Docling
Open-source document processing library that simplifies document handling for generative AI applications
Alternative To
- • Unstructured
- • Azure Document Intelligence
- • Amazon Textract
Difficulty Level
For experienced users. Complex setup and configuration required.
Overview
Docling is a powerful open-source document processing library designed to simplify document handling for generative AI applications. It provides a unified approach to parse diverse document formats—including advanced PDF understanding—making it easier to prepare documents for AI workflows. Originally developed by IBM Research Zurich, Docling is now hosted by the LF AI & Data Foundation and has gained significant traction in the AI community with over 28K GitHub stars.
System Requirements
- CPU: Standard multi-core processor
- RAM: 4GB+ (8GB+ recommended for processing larger documents)
- GPU: Not required for basic functionality
- Storage: 500MB+ for installation and dependencies
- OS: Cross-platform (Windows, macOS, Linux)
- Python: 3.8+
Installation Guide
Prerequisites
- Python 3.8 or higher installed on your system
- Pip package manager
- Basic familiarity with Python and command-line tools
Option 1: Python Installation (Recommended)
Install Docling with pip:
pip install docling
For the latest development version:
pip install git+https://github.com/docling-project/docling.git
Option 2: Docker Installation
For containerized usage:
docker pull doclingproject/docling:latest
docker run -it --rm doclingproject/docling
Option 3: From Source
For contributors or customization:
git clone https://github.com/docling-project/docling.git
cd docling
pip install -e .
Practical Exercise: Getting Started with Docling
Let’s walk through a simple exercise to help you understand Docling’s capabilities for AI document processing.
Step 1: Basic Document Loading
First, let’s load and process a document:
from docling import Document
# Load a document (supports PDF, DOCX, XLSX, HTML, images)
doc = Document.from_file("example.pdf")
# Print basic document information
print(f"Document has {len(doc.pages)} pages")
print(f"Document title: {doc.metadata.get('title', 'Unknown')}")
Step 2: Extract and Process Content
Now, let’s extract and view the content:
# Get text content from the document
text_content = doc.get_text()
print(f"Document content (first 500 chars): {text_content[:500]}...")
# Extract tables if present
tables = doc.extract_tables()
for i, table in enumerate(tables):
print(f"Table {i+1}: {len(table.rows)} rows x {len(table.columns)} columns")

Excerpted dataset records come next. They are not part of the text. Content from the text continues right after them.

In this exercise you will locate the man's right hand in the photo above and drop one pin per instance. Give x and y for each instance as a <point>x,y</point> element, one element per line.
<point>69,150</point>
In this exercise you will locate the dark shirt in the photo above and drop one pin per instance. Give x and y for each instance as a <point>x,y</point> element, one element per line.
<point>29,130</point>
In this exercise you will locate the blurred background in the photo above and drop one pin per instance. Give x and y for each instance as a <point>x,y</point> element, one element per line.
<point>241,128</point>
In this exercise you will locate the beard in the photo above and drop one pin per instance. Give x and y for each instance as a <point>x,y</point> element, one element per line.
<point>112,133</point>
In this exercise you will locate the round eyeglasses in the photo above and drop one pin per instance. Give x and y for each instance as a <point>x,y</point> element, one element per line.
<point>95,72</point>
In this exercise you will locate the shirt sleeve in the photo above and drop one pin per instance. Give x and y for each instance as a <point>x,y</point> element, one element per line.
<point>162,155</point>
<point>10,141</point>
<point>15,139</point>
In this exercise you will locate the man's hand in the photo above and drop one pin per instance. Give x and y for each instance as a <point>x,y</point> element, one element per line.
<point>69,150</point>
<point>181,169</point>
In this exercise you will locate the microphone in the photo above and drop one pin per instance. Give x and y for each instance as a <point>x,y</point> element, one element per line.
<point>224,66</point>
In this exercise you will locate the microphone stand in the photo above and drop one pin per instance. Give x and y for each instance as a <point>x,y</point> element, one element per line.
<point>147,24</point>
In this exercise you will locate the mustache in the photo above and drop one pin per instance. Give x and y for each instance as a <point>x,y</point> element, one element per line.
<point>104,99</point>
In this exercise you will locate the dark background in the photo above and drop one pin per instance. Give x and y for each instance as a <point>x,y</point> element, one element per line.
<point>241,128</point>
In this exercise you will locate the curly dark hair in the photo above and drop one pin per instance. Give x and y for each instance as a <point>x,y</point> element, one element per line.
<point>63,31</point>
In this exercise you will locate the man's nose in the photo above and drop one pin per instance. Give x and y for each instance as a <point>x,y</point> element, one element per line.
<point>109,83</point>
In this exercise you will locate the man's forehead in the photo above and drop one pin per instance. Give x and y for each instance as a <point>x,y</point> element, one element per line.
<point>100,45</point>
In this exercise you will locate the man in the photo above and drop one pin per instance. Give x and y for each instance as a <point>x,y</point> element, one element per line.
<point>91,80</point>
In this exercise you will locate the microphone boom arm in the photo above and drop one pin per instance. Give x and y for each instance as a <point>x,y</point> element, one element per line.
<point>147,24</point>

Step 3: AI Integration with LangChain
Let’s integrate with LangChain for AI processing:
from langchain.document_loaders import DoclingLoader
from langchain.text_splitter import RecursiveCharacterTextSplitter
from langchain.embeddings import OpenAIEmbeddings
from langchain.vectorstores import Chroma
# Load document with DoclingLoader
loader = DoclingLoader("example.pdf")
documents = loader.load()
# Split text into chunks
text_splitter = RecursiveCharacterTextSplitter(chunk_size=1000, chunk_overlap=200)

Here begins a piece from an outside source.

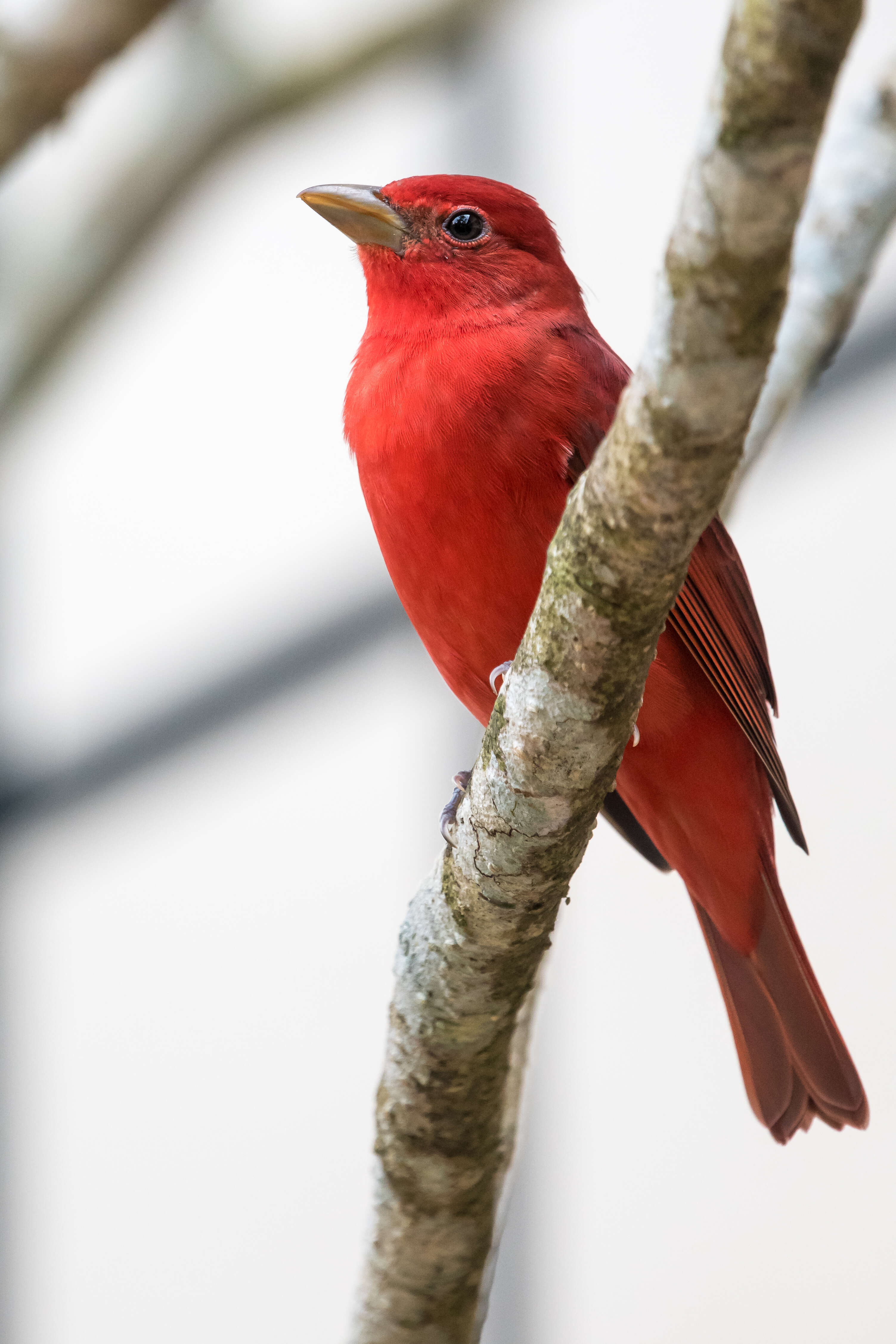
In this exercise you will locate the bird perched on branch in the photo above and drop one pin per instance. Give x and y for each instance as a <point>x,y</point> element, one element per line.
<point>479,397</point>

chunks = text_splitter.split_documents(documents)
# Create vector store
embeddings = OpenAIEmbeddings() # Requires OpenAI API key
vectorstore = Chroma.from_documents(chunks, embeddings)
# Simple semantic search
query = "What are the main conclusions of this document?"
results = vectorstore.similarity_search(query, k=3)
print(f"Top 3 relevant chunks for query: {query}")
for i, doc in enumerate(results):
print(f"Result {i+1}: {doc.page_content[:100]}...")
Step 4: Using Docling CLI
Docling also offers a command-line interface for quick document processing:
# Convert PDF to Markdown
docling convert example.pdf example.md
# Extract all tables from a document
docling extract-tables example.pdf --output tables/
# Generate a document summary
docling summarize example.pdf
Step 5: Advanced Features
For working with more complex documents:
# OCR support for scanned documents
doc = Document.from_file("scanned.pdf", use_ocr=True)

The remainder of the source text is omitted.